The Marshals were looking for Williams, but Sullivan said no one who worked law enforcement in the town knew a man of that name, though the image of Williams was familiar. When another officer identified the picture as a Shell gas station attendant known to law enforcement as “J,” about a dozen deputy Marshals began surveillance of the location.
Sullivan said J was well-known to local law enforcement, since they would gas up their cruisers at the Shell station and see him at the nearby Starbucks.
According to Deputy U.S. Marshal Joe Harkin, once the Marshals had reasonable belief the station attendant was Williams, they waited until no other customers or employees were at the site, then detained Williams when he went to service the car wash change machine.
Harkin said Williams produced two identification cards — a Louisiana ID under the name of Jabari B. Nyack and what appeared to be a press pass.
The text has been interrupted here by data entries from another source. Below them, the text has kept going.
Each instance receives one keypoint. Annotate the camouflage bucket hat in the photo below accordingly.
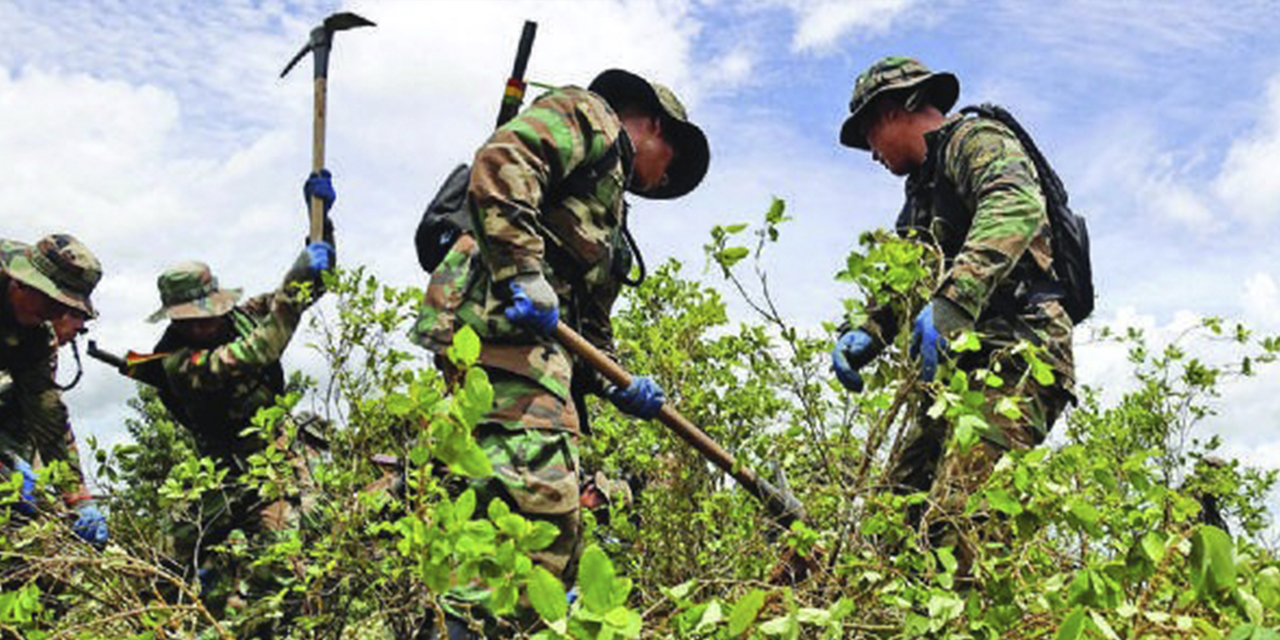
(190, 291)
(59, 266)
(622, 88)
(892, 74)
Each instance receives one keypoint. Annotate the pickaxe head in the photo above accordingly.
(321, 37)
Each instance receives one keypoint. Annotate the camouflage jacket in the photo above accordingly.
(32, 416)
(216, 391)
(978, 197)
(533, 213)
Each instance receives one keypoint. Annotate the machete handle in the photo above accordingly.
(782, 506)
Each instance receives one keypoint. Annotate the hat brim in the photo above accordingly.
(216, 304)
(944, 90)
(21, 269)
(621, 87)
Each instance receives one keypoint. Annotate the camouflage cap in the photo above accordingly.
(190, 291)
(892, 74)
(693, 155)
(59, 266)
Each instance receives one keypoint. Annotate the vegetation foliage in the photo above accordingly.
(1095, 535)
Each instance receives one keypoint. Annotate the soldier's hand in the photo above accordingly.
(853, 351)
(534, 304)
(926, 342)
(323, 256)
(643, 398)
(320, 184)
(91, 525)
(27, 494)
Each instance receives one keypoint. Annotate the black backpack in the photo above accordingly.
(1070, 234)
(447, 216)
(444, 219)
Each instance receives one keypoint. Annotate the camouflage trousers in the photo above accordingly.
(531, 440)
(922, 461)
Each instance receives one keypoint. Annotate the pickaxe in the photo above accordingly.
(320, 42)
(780, 503)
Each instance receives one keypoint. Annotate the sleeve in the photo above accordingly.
(261, 342)
(513, 172)
(46, 419)
(997, 181)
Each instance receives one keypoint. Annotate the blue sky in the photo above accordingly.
(158, 131)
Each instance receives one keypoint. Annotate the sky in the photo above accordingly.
(160, 131)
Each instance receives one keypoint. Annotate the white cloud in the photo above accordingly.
(1261, 301)
(1248, 183)
(822, 23)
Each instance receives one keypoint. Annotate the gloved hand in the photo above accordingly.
(926, 342)
(853, 351)
(534, 304)
(27, 504)
(91, 525)
(323, 256)
(320, 184)
(643, 398)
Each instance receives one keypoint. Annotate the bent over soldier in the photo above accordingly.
(218, 362)
(551, 242)
(973, 191)
(44, 304)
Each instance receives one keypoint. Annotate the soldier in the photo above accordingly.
(44, 304)
(973, 191)
(547, 201)
(219, 362)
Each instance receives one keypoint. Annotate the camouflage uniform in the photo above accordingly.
(977, 196)
(545, 197)
(575, 238)
(216, 389)
(33, 421)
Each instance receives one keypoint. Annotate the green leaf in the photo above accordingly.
(1153, 545)
(1072, 626)
(712, 617)
(776, 211)
(967, 341)
(731, 256)
(1212, 561)
(543, 535)
(1102, 626)
(1008, 407)
(595, 580)
(745, 612)
(466, 347)
(547, 594)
Harkin said the IDs were immediately peculiar because the same picture was used for both, when they would be issued by different entities.
There was no mention in open court of any marks on the press pass that suggested it was issued from a particular news organization or press association.
Once Williams was fingerprinted at the Lafayette police station and his identity confirmed, officers transported him to the local detention center in Martinez, from which he was sent back to North Carolina.

Closing arguments

Once the prosecution rested, Jones denied a number of defense motions, among them to not allow questions regarding Williams’ 1990 assault conviction. Jones said it would be fair game for the prosecution on cross-examination because of the nature of the current crimes he’s charged with and alleged flight from prosecution.
Williams, with the advice of counsel, chose not to present evidence or call witnesses on his own behalf.
Closing arguments begin today at 9:30 a.m., following which the case will go to the jury for deliberations.